Billone plans to keep an open mind on possible tenants.
"We'll end up with a concept that is unique and really adds value to the neighborhood," he said. "I don't think it has to be a franchise. But my concern also is if you come down on a Friday or Saturday night, after 11 o'clock you see thousands of people down here, and the crowd is a little bit younger.
"I will be very adamant about the hours of operation and what the product is, so when the bars let out this does not become a venue for that."
The property, on the northeast corner of East and Alexander, is at one of the city's most popular late-night intersections. Murphy's Law Irish Pub is on the northwest corner and Monty's Corner is on the southwest corner.
"As much as we've embraced downtown over the years with our development, at 5 or 6 in the afternoon things get quiet," Billone said. "They're doing the opposite here.
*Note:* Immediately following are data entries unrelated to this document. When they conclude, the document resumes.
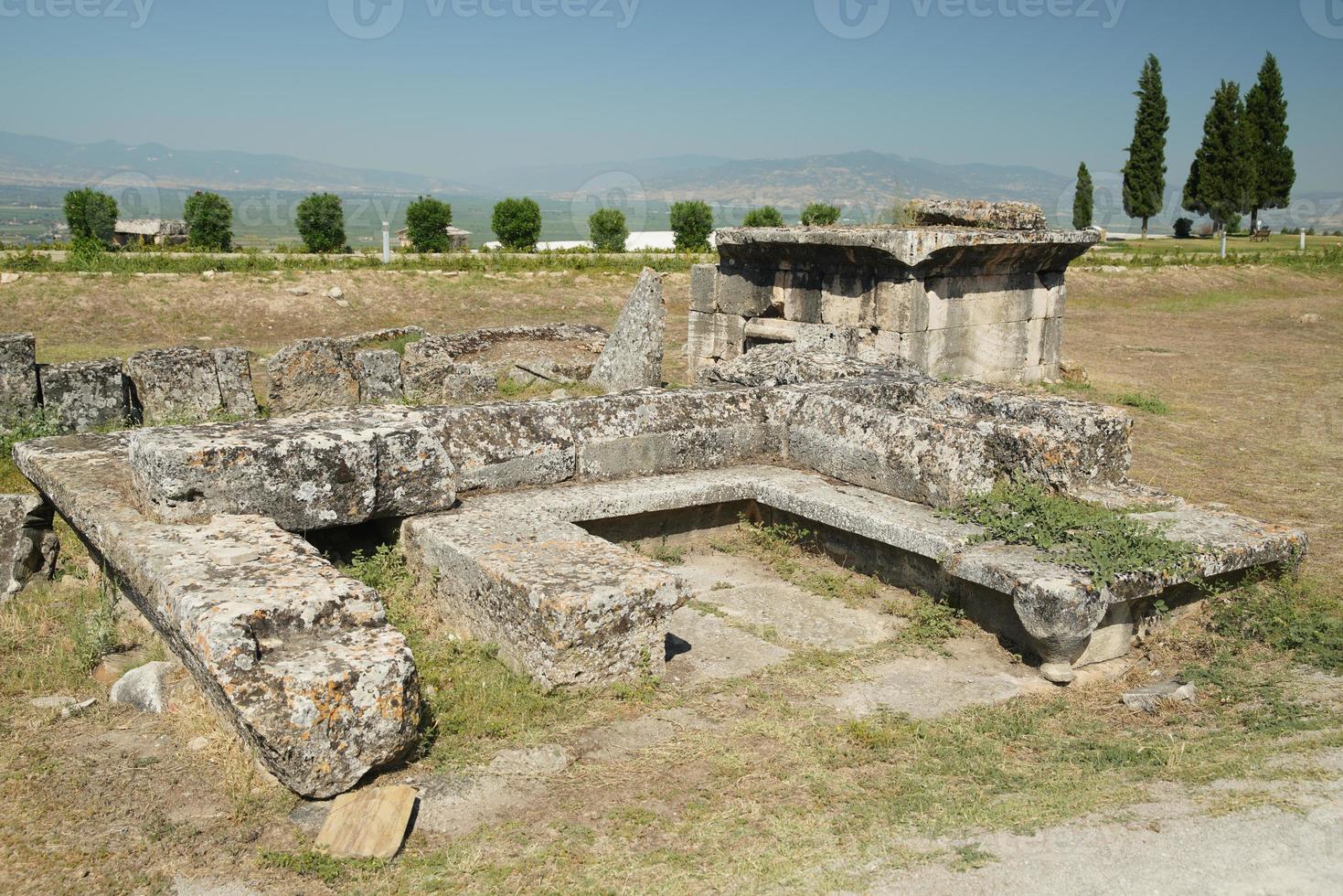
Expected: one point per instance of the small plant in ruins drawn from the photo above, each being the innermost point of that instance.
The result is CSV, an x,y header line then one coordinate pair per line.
x,y
209,222
321,223
767,217
517,223
692,223
91,217
609,229
427,220
819,215
1104,543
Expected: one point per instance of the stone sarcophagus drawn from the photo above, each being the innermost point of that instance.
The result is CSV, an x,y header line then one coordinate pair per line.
x,y
965,303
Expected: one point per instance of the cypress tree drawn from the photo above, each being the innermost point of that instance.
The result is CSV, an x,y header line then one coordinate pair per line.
x,y
1145,172
1084,200
1274,166
1221,180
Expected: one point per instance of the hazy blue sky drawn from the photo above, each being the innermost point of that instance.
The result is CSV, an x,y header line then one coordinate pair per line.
x,y
463,86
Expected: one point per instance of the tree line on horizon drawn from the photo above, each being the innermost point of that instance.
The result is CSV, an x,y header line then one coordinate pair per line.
x,y
1242,165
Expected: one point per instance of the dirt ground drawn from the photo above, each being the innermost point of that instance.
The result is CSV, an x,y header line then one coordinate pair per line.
x,y
818,738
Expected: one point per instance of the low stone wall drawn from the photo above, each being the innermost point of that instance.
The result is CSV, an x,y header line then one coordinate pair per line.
x,y
944,301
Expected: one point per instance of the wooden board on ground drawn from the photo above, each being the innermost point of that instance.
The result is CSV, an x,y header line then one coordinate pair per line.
x,y
368,824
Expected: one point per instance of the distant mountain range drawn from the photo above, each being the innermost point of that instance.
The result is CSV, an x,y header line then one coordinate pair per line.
x,y
42,162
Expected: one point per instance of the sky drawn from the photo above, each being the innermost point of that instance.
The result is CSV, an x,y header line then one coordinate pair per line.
x,y
457,88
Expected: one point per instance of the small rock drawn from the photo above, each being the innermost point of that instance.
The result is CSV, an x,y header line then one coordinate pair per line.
x,y
143,688
78,709
1151,698
116,666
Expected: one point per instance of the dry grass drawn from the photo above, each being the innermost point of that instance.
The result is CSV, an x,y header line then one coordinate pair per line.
x,y
773,792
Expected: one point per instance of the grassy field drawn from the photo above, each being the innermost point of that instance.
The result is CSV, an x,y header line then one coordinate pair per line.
x,y
1236,389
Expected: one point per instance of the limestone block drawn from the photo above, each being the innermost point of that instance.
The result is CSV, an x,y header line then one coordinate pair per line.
x,y
17,375
175,384
28,546
633,355
85,395
232,367
849,298
901,305
378,374
566,607
704,289
802,294
746,292
309,375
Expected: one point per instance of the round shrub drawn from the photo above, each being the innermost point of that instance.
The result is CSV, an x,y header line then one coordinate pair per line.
x,y
321,223
767,217
692,223
91,215
517,223
819,215
609,229
209,222
427,220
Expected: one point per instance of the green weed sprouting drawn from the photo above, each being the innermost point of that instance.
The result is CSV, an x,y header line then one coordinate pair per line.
x,y
1104,543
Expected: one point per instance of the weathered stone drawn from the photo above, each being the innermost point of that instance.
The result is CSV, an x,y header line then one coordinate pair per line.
x,y
28,546
309,375
312,472
633,357
17,377
297,657
968,212
237,395
175,384
378,372
143,688
85,395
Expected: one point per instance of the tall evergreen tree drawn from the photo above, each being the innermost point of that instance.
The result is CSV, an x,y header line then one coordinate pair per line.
x,y
1274,166
1145,172
1084,202
1221,180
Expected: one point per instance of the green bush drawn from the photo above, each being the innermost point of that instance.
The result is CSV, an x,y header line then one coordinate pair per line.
x,y
767,217
692,223
609,229
517,223
209,222
427,220
321,223
819,215
91,215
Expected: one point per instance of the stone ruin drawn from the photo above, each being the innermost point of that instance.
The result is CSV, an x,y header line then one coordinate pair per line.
x,y
501,511
975,291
Things start ramping up here around happy hour.
"You don't have the need to jump in a taxi to come to the East End because you're in the East End. You're in the middle of it all."
The northernmost sections of the hotel are renovated, with Section D converted from 40 rooms to 24 suites and Section C converted to 34 rooms with king-size and double beds.
Sections A and B, containing some 60 beds, have been shuttered temporarily.
"Once the new rooms came on line, we shut the old rooms down," Billone said. "We're going to operate buildings C and D for a time frame that allows us to better understand our market. Then we have the flexibility to tweak the product for A and B."
He hopes to have adequate information compiled within 12 months.
The 58 new rooms are routinely filled to capacity, Billone said.
"We've had weekends where we've not had a single room available," he said. "It wasn't the Jazz Fest. We just opened Building C when the Jazz Fest was here. A few weeks after the Jazz Fest, we sold out, and we've been sold out since then.
"But even with only 58 rooms, oftentimes we still have brand-new product available to the market."
Billone invested $2.5 million to upgrade buildings C and D, with $1 million more budgeted for A and B, he said.
"Then this piece," he said of the commercial space, "with 10,000 square feet, who knows? My role is more exterior, mechanical and electrical. For the buildout, the sky's the limit."
The property is convenient to downtown Rochester and to attractions such as the George Eastman House and the Rochester Museum & Science Center on East Avenue, as well as the Strong National Museum of Play, marketing manager Jennifer Brake said.
"We offer a unique location and product in that people can walk out the door and have access to all kinds of restaurants and museums and entertainment," she said. "And it's all within a few minutes' walk. You don't even have to have a car."